From Season 6 through Season 8, the show basically just put things together in order to break them apart so it could put them back together again. It was marking time, just waiting for the last season to come to finally do the big reveal. Even someone who doesn’t overanalyze TV shows would have gotten the thought at some point: where is this going? Isn’t this supposed to be the story of how Ted met the kids’ mother? Why is it spending all this time on Barney and Robin? There eventually was an answer—Future Ted was still hung up on Robin—but it had to wait until after years of frustration set in to let us know.

So, the finale. It didn’t help its cause that it tried to fit about four episodes’ worth of story into one double-length episode. That made it feel rushed. It also took two storylines that were years in the making—Barney’s transformation from a womanizer into husband material and the Barney-Robin wedding that was the backdrop for every single episode this season—and wiped them away before the second commercial break. Years of buildup gone, just like that.

With Barney, I understand what Bays and Thomas were going for. They wanted him becoming a father to be the thing that finally turned him around. The problem is they had him make too much of that turnaround before getting married. It was an enormous letdown to see him go right back to being his old self when him wanting to be his old self isn’t even why he and Robin split up anyway.

Of course, the buildup for those things pales in comparison to the buildup of how Ted and the Mother would meet. That event is what the show ostensibly turned on, which is ostensibly what Ted’s life turned on. Turns out that Ted meeting a woman who, as far as any viewer could tell, was absolutely perfect for him, who he had a long relationship with, who he had two children with, was yet another speed bump on the way to him getting with Robin*.

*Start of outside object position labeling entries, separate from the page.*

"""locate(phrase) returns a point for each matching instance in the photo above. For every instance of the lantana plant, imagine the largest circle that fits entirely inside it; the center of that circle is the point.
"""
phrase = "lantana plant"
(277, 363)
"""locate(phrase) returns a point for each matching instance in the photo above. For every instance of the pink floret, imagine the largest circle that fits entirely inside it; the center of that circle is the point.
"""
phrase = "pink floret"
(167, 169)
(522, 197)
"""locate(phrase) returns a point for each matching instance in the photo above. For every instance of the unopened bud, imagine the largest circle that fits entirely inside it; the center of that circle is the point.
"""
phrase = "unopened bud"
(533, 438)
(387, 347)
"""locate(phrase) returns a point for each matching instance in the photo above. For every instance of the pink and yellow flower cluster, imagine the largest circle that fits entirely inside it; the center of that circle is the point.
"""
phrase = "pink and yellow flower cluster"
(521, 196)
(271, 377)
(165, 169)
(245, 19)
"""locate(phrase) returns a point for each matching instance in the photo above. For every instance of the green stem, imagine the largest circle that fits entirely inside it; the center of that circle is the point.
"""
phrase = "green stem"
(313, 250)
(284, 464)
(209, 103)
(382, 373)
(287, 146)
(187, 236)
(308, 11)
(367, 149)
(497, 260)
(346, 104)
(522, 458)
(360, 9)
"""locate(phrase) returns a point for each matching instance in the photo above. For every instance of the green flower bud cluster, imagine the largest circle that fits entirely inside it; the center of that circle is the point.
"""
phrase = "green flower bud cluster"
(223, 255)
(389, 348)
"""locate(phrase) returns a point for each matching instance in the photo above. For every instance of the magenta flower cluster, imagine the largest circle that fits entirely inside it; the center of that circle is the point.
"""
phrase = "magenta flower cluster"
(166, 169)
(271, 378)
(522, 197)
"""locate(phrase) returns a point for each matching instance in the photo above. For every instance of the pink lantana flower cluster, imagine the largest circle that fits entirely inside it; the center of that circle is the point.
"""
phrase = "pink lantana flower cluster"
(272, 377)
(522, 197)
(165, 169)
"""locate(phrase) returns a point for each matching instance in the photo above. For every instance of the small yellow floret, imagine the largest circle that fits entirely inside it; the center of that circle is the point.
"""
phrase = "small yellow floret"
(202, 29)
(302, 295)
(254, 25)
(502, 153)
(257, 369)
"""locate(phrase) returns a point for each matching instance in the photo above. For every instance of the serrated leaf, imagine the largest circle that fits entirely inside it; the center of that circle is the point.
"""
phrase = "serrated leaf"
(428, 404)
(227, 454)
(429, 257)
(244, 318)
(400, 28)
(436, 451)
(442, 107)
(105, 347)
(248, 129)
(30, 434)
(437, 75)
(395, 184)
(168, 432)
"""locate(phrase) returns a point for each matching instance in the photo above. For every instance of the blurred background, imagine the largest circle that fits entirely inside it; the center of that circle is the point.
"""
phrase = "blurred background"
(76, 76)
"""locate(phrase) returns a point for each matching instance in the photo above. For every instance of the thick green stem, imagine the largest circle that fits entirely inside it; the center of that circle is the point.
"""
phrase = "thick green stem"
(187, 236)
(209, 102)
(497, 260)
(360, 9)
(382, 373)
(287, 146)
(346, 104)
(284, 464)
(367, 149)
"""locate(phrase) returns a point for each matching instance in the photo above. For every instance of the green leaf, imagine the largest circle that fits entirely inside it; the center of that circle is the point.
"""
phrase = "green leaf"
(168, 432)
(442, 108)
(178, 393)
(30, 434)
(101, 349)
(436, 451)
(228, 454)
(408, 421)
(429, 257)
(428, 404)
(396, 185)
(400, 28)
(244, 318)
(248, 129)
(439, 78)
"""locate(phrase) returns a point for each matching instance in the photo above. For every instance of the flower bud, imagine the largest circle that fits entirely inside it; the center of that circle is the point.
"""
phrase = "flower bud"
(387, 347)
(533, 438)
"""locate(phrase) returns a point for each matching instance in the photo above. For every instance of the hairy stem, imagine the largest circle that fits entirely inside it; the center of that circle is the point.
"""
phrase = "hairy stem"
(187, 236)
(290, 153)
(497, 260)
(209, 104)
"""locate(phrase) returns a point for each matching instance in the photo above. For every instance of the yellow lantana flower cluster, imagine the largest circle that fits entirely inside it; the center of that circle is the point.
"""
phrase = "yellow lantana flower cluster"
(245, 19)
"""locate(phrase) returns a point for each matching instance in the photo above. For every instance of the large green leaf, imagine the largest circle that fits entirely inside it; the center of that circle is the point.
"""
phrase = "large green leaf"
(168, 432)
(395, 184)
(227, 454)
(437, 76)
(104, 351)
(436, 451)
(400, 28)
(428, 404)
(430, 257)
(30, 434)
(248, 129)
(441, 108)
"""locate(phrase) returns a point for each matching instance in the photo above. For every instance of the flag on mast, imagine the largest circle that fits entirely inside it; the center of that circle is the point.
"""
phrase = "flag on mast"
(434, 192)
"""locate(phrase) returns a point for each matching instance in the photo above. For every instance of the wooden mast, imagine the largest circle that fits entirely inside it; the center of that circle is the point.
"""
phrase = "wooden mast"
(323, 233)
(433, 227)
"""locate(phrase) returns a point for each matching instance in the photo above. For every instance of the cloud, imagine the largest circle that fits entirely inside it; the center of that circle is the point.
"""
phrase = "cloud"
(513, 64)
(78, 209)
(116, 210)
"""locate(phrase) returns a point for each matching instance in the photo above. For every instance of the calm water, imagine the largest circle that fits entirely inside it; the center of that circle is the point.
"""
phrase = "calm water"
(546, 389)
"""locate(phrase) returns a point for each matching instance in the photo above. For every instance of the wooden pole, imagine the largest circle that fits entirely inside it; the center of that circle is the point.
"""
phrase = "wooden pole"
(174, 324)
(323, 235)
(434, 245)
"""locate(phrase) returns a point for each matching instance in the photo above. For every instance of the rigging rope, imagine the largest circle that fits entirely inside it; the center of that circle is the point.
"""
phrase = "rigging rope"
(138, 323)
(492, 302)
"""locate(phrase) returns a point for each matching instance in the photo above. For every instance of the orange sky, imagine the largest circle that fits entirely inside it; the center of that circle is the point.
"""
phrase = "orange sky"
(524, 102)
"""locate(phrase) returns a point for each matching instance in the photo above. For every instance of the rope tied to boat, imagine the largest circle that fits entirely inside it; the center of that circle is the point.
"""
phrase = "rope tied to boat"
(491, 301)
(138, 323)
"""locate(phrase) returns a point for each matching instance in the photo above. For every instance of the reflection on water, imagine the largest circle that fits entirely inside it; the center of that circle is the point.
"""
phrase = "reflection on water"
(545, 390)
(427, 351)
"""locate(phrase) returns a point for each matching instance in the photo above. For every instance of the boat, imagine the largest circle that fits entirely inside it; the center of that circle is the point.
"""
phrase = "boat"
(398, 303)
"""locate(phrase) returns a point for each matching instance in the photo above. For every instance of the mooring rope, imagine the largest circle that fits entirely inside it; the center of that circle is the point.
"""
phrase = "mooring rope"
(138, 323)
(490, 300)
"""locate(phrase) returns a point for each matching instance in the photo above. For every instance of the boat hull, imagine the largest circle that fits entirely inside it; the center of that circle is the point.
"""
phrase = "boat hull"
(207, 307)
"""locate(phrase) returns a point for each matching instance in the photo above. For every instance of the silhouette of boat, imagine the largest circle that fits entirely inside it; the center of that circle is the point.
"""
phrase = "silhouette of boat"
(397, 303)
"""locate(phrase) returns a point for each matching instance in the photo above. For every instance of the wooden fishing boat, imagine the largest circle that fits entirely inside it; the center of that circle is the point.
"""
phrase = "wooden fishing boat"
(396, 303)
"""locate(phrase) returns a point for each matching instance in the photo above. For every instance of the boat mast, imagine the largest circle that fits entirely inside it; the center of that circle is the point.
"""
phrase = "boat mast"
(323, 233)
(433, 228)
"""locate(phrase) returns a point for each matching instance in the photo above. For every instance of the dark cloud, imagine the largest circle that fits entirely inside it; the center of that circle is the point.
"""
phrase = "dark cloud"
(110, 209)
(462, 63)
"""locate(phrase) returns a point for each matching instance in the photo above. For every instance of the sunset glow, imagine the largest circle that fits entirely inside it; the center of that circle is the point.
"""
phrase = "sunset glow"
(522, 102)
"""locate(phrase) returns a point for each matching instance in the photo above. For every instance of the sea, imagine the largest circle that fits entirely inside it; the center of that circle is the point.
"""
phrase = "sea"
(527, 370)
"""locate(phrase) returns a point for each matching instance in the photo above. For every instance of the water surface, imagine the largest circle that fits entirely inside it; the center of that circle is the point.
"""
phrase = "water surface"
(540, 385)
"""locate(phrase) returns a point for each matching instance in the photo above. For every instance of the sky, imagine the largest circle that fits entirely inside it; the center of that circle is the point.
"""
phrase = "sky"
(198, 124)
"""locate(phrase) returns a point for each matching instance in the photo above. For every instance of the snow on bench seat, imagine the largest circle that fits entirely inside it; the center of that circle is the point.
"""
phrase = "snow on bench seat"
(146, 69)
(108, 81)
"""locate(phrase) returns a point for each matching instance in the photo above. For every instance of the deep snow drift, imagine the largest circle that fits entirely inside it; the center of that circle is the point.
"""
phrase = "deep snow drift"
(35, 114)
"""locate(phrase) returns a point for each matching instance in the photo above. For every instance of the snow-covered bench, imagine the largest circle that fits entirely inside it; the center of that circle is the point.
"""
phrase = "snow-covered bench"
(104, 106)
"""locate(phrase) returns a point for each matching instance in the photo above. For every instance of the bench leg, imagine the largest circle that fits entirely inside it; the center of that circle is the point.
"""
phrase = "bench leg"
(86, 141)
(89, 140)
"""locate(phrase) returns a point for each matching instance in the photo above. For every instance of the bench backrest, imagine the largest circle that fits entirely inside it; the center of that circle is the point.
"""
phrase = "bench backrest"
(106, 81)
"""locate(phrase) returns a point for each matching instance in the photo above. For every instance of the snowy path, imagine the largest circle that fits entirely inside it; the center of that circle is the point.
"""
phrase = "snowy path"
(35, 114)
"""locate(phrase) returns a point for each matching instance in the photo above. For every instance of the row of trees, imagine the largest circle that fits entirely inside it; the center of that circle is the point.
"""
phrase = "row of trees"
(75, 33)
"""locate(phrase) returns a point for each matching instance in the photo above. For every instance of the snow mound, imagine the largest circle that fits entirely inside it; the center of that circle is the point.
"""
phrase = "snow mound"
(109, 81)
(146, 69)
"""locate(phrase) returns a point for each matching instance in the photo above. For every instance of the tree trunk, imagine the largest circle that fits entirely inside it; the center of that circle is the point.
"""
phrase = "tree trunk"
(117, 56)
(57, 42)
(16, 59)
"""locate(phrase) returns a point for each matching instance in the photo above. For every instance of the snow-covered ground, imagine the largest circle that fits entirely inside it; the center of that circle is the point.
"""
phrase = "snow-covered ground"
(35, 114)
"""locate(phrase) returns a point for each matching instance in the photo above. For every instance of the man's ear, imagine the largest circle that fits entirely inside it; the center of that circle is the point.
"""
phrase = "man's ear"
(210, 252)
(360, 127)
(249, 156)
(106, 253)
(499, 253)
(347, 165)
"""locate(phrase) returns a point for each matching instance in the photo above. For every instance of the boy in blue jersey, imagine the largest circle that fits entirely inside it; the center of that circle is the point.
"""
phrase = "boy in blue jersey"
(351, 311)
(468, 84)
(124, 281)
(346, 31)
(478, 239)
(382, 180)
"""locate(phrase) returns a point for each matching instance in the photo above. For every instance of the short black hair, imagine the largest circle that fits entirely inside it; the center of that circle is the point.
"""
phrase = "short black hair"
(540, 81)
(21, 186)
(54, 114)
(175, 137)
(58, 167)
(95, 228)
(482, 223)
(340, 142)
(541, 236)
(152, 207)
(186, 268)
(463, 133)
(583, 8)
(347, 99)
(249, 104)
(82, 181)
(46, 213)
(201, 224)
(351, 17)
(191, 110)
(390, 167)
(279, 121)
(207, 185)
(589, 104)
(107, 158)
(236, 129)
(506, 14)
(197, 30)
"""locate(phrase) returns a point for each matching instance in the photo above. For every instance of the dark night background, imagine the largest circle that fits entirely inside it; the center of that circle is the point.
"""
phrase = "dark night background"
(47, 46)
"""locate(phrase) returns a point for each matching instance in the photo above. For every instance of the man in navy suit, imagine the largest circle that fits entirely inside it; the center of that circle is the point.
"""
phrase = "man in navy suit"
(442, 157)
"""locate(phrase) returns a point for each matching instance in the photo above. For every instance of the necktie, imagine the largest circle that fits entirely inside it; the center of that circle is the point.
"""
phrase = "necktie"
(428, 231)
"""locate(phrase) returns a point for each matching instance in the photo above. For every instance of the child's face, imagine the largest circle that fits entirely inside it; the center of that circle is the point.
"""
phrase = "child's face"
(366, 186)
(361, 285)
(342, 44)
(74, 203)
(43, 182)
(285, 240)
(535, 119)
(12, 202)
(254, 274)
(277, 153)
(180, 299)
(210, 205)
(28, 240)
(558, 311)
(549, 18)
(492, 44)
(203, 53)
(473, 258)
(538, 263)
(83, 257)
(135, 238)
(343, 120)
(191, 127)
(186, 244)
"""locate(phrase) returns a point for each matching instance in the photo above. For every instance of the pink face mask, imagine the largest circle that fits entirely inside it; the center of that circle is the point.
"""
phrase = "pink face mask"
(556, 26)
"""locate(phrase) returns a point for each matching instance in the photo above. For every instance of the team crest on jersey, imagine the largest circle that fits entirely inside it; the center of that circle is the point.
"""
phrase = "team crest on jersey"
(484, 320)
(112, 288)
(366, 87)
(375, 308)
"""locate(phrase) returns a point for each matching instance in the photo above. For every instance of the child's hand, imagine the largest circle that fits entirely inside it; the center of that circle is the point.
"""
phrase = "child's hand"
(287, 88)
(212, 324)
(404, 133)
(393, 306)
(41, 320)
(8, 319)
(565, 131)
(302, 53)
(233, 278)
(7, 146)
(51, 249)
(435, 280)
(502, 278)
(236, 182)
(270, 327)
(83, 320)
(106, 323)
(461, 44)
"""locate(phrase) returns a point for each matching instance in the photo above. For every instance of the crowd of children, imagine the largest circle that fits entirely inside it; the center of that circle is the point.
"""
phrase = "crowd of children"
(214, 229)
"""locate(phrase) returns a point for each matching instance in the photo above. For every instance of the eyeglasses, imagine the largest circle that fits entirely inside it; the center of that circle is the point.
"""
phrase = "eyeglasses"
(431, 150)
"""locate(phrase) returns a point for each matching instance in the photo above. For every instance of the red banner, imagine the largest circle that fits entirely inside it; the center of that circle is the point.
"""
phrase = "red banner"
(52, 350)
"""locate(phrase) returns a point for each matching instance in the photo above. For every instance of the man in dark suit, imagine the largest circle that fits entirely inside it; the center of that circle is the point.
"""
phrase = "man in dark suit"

Maybe they could have pulled that off if the series was shorter. Maybe. I don’t know. I do know it couldn't do it after nine years. The buildup for that moment ended up larger than I think the writers ever intended, as it’s evident now that the very title of the series was the first of so very many tongue-in-cheek misdirections. With a shorter run, it might have worked. After this much time, it never had a chance.

I think Bays and Thomas wanted the point when Ted holds up the blue French horn in the last shot to be a moment when the viewers shout, “Finally!” at their TV sets. Instead, that moment happened six episodes earlier in “Sunrise” when Ted let Robin go in a pretty embarrassing CGI sequence. After false start after fake out after aborted run after dead end conversation, we seemed to be past the Ted-Robin thing once and for all.

The show went to that well only to pull out an empty bucket too many times. We were all sick of the will-they-or-won’t-they with those two. The finale had enough to it with seeing the main characters’ developments over the years that it didn’t need one last left turn at the end. With about 12 fewer “either Ted or Robin wants it to work out between them but it’s just not going to happen” sequences, the last moment of the series might have been welcome. But at some point, you stop rooting for either Lucy or Charlie Brown and just want to stick a machete into the football.

Had the writers wanted to, they could have scrapped the planned ending and given us Ted and Tracy living happily ever after. It would have been a bit saccharine, but it wouldn’t have been infuriating. We got to know Tracy. She was great. She was just the right person for Ted, more so that Robin ever was.

I doubt Bays and Thomas ever seriously considered going with anything other than the ending they decided on when the conceived the show a decade ago. After all that time and commitment to it, they really couldn’t have done anything else. All that time was its enemy, though, and their big ending suffered greatly for it.

*Maybe! We still don’t know if things work out with them!